In Martin Waldes jüngster Ausstellung "the liquid and the magic" in der Wiener Galerie Krinzinger hängt in einem laborähnlichen Raum, in dem seltsame flüssige Substanzen in Gläsern aufbewahrt sind, auch ein Bild: eine Hommage an Pier Paolo Pasolini. Im Vordergrund sind die Überreste einer Pinocchio-Figur zu erkennen - ein Verweis auf die Kindheit des Künstlers –, gleich dahinter aber ist Meister Pasolini bereits präsent.
Der Duft der verblühenden Alpenrose
In seinen Arbeiten geht Martin Walde übrigens nach sogenannten "story boards" vor, nach Drehbüchern in gezeichneter Form, wie sie, so der Künstler, auch Pasolini benutzt haben könnte. Die Geschichten, die darauf erzählt werden, sind teils banale Alltagsbeobachtungen, teils bewegende Momente voll Poesie und Magie.
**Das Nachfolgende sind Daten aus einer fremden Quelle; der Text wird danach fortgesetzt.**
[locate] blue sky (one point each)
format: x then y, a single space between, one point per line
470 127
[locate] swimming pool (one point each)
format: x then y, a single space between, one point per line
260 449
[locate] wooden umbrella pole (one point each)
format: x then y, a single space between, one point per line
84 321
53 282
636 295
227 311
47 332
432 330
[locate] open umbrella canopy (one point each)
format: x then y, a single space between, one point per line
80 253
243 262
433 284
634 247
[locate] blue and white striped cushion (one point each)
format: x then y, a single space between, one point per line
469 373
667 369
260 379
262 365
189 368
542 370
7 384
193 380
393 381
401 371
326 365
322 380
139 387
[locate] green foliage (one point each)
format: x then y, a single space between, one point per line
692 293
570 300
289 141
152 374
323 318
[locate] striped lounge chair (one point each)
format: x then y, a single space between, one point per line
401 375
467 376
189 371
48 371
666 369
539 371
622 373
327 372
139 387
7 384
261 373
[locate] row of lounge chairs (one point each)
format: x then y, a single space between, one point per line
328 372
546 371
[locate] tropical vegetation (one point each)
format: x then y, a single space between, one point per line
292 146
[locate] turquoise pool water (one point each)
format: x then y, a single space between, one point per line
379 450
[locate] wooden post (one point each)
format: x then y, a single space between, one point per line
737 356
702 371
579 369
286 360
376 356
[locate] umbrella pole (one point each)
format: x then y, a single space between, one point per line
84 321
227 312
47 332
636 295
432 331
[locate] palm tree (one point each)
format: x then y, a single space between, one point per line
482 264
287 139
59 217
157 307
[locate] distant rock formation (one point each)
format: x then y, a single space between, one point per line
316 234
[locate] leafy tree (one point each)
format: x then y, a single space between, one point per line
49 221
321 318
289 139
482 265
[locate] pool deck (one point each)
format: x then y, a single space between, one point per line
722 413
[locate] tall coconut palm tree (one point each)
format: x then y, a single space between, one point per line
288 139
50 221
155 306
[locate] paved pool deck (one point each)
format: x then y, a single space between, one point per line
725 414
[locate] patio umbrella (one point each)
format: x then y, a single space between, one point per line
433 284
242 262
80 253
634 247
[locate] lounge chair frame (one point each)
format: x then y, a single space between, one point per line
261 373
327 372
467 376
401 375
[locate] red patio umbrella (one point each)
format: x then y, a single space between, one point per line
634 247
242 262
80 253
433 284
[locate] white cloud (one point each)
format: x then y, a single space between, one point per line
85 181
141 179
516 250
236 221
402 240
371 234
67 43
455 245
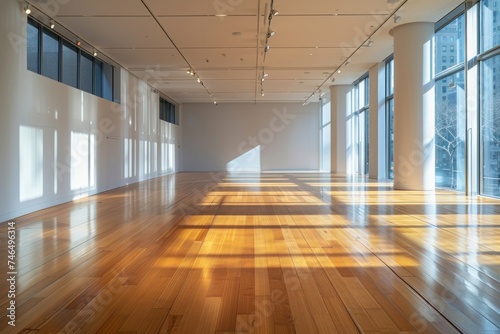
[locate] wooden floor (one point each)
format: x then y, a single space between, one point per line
258 253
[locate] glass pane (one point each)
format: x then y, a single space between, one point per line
50 55
33 46
69 74
450 132
490 127
450 44
390 77
86 83
98 77
107 81
390 139
490 25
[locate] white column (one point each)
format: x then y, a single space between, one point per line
378 156
414 107
340 104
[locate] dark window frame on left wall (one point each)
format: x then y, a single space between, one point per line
99 80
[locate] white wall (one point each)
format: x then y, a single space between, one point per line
58 143
250 137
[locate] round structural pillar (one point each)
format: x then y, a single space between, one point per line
414 107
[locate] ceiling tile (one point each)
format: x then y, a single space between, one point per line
203 32
118 32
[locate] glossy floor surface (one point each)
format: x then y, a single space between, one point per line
258 253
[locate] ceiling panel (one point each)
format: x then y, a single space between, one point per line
228 74
147 58
92 7
286 86
118 32
325 7
298 74
236 86
204 32
222 58
321 31
304 57
196 7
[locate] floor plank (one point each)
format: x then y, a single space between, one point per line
258 253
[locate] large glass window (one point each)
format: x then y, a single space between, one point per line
86 83
107 81
490 127
69 73
167 111
389 107
450 120
450 132
50 55
490 98
33 50
361 126
490 25
55 57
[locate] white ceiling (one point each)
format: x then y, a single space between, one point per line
160 40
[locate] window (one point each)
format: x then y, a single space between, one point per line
50 55
69 73
389 107
53 56
33 36
361 126
167 111
490 101
86 83
107 81
450 116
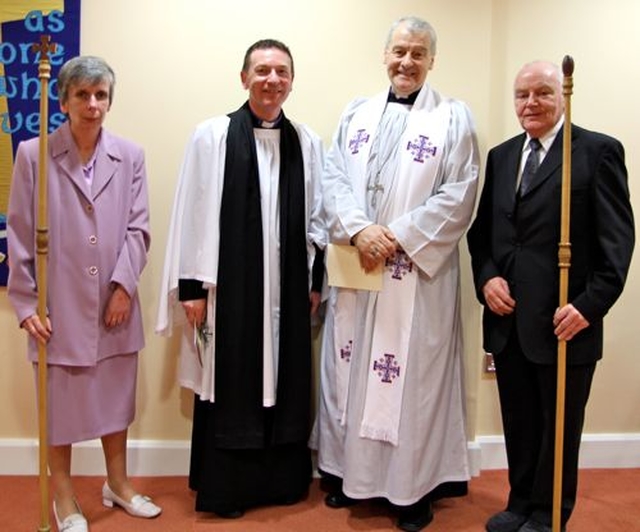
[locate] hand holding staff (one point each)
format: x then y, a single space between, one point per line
42 247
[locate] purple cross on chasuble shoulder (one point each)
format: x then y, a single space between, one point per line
421 148
345 352
399 265
387 368
361 137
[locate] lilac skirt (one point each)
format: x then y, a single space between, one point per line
89 402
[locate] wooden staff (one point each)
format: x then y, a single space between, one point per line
42 247
564 262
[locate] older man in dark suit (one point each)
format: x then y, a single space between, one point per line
514 249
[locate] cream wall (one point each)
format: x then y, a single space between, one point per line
178 63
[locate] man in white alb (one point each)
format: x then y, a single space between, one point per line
400 185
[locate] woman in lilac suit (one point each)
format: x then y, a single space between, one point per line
98 242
In "the liquid and the magic" geht es darüber hinaus auch um Erinnerungen und um sinnliche Erfahrungen, etwa um Gerüche: Martin Walde kennt einen Duft aus seiner Kindheit und schließt diesen kurzerhand in verschiedene Glasbehälter ein. Den "Duft der verblühenden Alpenrose":
"Meine Familie hat schon seit mehreren Generationen mit Düften zu tun, mein Großvater hat Düfte herstellen lassen, um zu parfümieren, und sein Lieblingsduft war der Duft der verblühenden Alpenrose, er hatte so eine kleine Schachtel, und das war für ihn der bedeutendste Duft überhaupt, an dem roch er immer wieder, er konnte diesen Duft aber nicht herstellen lassen oder wollte es nicht, vielleicht aus Angst vor Enttäuschung, dass dieser herrliche Duft nicht so ist, wie er ihn sich vorgestellt hat. Irgendwann bin ich dann zu einem Parfumeur gegangen, und der hat mir diesen Duft der verblühenden Alpenrose erzeugt. Ich habe ihm ein paar vertrocknete Knospen geschickt, und durch eine Spektralanalyse konnte er den Duft verifizieren und dann auch herstellen, und seit zehn Jahren verwende ich diesen Duft in ganz verschiedenen Installationen. Das Alpenrosenparfum, also das reine Öl, habe ich dann in Chemiegefäße aus Glas abgefüllt und verschlossen. Man kann es nicht mehr riechen."
Beim Versuch, den Duft der verblühenden Alpenrose einzufangen, muss der Künstler notgedrungen scheitern. Was bleibt, ist einmal mehr ein Fragment.